Mais pourquoi Abraham attache-t-il de l'importance à la possession d'un tombeau ? Tient-il avant tout à reposer près de sa compagne ? Un tel désir se comprend chez ceux qui ont longtemps vécu ensemble. Mais nous ne croyons pas que ce soit là le principal mobile d'Abraham. Si l'on croit à une vie future, à la résurrection, l'association des sépultures n'a pas d'importance. Dieu n'a-t-il pas le pouvoir de réunir ceux dont les restes sont séparés ? Qu'est-ce qui inspira donc Abraham ? Je crois que c'est sa foi.

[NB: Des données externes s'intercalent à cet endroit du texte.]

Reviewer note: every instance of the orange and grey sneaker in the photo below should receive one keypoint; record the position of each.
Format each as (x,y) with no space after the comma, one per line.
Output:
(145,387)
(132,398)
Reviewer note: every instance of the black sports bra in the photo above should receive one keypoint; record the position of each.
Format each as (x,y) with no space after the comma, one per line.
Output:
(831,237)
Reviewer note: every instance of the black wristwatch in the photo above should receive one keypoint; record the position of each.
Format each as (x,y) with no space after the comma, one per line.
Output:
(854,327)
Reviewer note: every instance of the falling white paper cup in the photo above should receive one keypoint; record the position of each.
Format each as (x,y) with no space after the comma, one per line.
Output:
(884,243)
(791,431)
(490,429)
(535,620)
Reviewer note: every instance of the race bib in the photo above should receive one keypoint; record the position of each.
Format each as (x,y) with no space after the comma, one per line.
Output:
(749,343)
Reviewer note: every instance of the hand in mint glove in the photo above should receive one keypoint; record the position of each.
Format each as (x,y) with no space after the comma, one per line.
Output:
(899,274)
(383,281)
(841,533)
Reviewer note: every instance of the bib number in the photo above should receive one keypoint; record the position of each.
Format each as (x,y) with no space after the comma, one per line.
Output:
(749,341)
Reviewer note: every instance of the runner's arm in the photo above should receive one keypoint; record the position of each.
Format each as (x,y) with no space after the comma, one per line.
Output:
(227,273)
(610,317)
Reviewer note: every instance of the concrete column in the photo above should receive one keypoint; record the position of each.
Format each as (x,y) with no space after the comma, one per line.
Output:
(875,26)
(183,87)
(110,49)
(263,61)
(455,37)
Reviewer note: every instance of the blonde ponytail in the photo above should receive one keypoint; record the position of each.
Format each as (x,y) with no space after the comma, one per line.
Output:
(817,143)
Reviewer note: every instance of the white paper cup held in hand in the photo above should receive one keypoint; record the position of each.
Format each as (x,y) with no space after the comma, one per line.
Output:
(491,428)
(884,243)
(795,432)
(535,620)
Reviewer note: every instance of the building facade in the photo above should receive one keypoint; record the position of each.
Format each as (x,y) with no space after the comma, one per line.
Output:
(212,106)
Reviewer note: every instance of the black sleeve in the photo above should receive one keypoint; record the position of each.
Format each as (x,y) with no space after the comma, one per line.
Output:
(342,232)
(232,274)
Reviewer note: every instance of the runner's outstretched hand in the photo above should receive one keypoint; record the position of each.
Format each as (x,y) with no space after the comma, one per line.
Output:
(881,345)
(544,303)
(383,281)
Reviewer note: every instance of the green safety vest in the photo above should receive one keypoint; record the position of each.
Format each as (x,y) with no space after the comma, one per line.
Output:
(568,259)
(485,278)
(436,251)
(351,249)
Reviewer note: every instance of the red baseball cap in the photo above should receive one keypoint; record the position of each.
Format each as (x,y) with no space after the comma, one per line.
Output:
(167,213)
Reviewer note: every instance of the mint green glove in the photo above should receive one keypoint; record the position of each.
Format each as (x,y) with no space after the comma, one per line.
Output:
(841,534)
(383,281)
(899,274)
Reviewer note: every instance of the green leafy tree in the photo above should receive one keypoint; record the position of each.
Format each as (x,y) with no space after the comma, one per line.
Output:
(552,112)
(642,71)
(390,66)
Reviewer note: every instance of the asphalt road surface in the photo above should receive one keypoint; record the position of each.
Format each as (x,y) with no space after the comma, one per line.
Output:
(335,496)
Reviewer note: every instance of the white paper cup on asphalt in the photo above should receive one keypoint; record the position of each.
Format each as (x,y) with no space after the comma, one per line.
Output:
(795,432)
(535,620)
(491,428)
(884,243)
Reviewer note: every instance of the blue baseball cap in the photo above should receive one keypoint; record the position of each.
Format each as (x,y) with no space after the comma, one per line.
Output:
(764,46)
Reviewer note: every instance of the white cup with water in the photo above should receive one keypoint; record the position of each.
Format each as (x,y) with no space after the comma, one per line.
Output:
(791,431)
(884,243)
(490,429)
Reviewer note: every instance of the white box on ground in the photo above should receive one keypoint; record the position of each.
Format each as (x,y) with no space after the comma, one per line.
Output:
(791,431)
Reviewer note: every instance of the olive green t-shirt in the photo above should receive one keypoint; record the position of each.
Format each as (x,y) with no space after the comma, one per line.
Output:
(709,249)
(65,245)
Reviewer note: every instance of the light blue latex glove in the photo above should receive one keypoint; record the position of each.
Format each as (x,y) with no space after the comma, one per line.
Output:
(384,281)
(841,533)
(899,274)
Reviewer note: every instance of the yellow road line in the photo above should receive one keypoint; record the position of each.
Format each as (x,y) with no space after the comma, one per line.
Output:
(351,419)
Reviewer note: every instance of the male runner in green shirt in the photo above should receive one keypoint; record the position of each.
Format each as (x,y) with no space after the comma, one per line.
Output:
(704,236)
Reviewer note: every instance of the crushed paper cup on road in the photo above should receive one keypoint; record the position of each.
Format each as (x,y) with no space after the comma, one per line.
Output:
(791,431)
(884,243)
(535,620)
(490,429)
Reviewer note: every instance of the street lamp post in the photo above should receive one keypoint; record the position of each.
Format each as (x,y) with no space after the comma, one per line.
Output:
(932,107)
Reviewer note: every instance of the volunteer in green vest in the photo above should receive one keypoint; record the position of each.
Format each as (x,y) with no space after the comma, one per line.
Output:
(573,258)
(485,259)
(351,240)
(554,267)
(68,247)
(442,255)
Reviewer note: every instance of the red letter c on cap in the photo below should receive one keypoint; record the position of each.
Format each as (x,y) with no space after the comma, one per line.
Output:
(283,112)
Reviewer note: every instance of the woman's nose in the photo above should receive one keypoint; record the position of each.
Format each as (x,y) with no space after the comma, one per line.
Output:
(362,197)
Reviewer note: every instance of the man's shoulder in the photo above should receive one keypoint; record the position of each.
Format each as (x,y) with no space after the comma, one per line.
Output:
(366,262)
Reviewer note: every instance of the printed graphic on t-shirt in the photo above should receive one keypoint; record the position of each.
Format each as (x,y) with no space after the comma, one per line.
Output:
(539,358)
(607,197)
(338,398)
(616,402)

Ce n'est pas sans raison qu'il est appelé le père des croyants. Or, Dieu avait promis à Abraham de lui donner la terre sur laquelle il se trouvait. En y acquérant un tombeau, le patriarche a certainement voulu offrir un témoignage éclatant de sa confiance en l'oracle divin. Ce tombeau sera un monument, non de la puissance de la mort, mais de la puissance de la foi. J'y lis le mot Credo (je crois). Par cette acquisition, Abraham prend en effet en quelque sorte possession pour lui et ses descendants de la terre qui sera la propriété de sa race. L'achat de la caverne de Macpéla a la même signification que l'érection des autels dont nous avons parlé.

Abraham a entrevu les merveilles dont cette terre, devenue sainte à ses yeux par la promesse divine, sera le théâtre. Il y naîtra des rois et des prophètes remplis de l'Esprit de Dieu. Les anges y descendront. Le Fils de Dieu y habitera ; il mêlera en Gethsémané, sur la croix, des gouttes de son sang à la poudre de cette terre. De cette terre, il montera au ciel comme le vainqueur de la mort et du péché. Et Abraham pressent toutes ces grandes choses. De là encore l'attachement qu'il a pour ce pays de Canaan.

Un souffle de vie, un souffle de foi vient donc jusqu'à nous de la caverne de Macpéla. Car une foi comme celle d'Abraham est nécessairement victorieuse de la mort. Celui qui a pu dire à Dieu de tout son coeur : « Mon Dieu » est assuré de revivre, parce que Dieu qui crée la vie ne peut pas laisser périr celui qu'il aime.

Et maintenant, vous rendez-vous compte de la vénération qui a entouré plus tard cette caverne où Abraham fut enterré à côté de Sara, où furent enterrés Isaac et sa femme, les femmes de Jacob ? Comprenez-vous pourquoi Jacob, lorsqu'il meurt en exil sur la terre des Pharaons, fait jurer à ses fils qu'ils l'enterreront dans la grotte d'Ephron ? Comprenez-vous qu'Israël, en quittant l'Égypte, ait emporté avec lui les os de Joseph pour les déposer en ce lieu consacré ? La caverne de Macpéla exerça sur les Hébreux pendant leur séjour en Égypte une sainte attraction, attendu qu'elle leur parla de la foi et des espérances grandioses du patriarche.

Imitons cette foi du père des croyants. Nous n'attendons plus le Sauveur, il est venu. Mieux qu'Abraham encore, nous possédons, si nous le voulons, par Christ, l'assurance de la vie éternelle. Sachons dès lors donner aussi un accent, une expression à cette espérance, en particulier dans nos jours de deuil.